Das Gesicht der alten Frau hellte sich auf in einer Weise, die ich nicht für möglich gehalten hätte. »Aber Sie sprechen ja perfekt deutsch … sind Sie etwa Deutscher?«
»Ich halte mich schon dafür. Aber meine deutschen Freunde scheinen ihre Zweifel zu haben.«
»Sie müssen Berliner sein.« Sie hielt noch immer das Foto in der Hand, schien es aber vergessen zu haben.

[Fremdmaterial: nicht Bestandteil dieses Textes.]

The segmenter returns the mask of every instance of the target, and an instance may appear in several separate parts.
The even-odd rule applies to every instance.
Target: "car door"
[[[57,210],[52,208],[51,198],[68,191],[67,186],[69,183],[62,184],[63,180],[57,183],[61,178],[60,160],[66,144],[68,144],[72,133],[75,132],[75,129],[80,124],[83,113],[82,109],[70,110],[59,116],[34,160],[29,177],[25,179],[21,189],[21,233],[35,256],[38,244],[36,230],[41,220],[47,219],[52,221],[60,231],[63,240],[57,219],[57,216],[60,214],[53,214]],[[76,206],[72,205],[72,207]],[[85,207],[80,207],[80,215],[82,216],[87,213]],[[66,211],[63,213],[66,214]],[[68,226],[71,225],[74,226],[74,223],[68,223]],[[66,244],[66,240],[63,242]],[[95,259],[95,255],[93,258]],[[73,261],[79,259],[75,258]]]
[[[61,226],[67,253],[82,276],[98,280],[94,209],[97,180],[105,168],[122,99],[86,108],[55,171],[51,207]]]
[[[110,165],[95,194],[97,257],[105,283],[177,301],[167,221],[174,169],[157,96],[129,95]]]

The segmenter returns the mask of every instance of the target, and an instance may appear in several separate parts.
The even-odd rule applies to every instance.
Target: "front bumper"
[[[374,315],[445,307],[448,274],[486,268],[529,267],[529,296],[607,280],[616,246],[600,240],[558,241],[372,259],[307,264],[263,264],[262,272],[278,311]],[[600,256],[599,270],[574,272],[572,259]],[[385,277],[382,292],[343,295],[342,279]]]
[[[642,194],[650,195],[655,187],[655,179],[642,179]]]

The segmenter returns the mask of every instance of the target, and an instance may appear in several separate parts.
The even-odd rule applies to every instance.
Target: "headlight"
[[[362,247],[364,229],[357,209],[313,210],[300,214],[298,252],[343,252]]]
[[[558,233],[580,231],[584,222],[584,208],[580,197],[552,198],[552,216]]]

»Ich bin in Berlin aufgewachsen.«
»Wenn ich Sie reden höre, ist es, als würde ich Champagner trinken. Wenn sich meine Tochter nur nicht diesen schrecklichen bayerischen Dialekt angewöhnt hätte! Warum haben Sie gestern nicht deutsch geredet? Jedenfalls freue ich mich, dass meine Tochter mich gedrängt hat, Sie noch mal einzuladen.«
»Ihre Tochter hat Sie gedrängt?«
»Sie findet, ich hätte in der Sache mit dem Haus entgegenkommender sein sollen, nicht so preußisch«, sagte sie grinsend. »Sie findet, ich sollte Lisl erlauben, es diesem Juden zu vermachen, wenn es das ist, was sie will. Die arme Lisl war immer der Einfaltspinsel in der Familie. Deshalb hat sie ja auch diesen Klavierspieler geheiratet.« Es war eine Erleichterung, sie deutsch sprechen zu hören, denn Frau Winters Englisch war nicht viel besser als mein Französisch.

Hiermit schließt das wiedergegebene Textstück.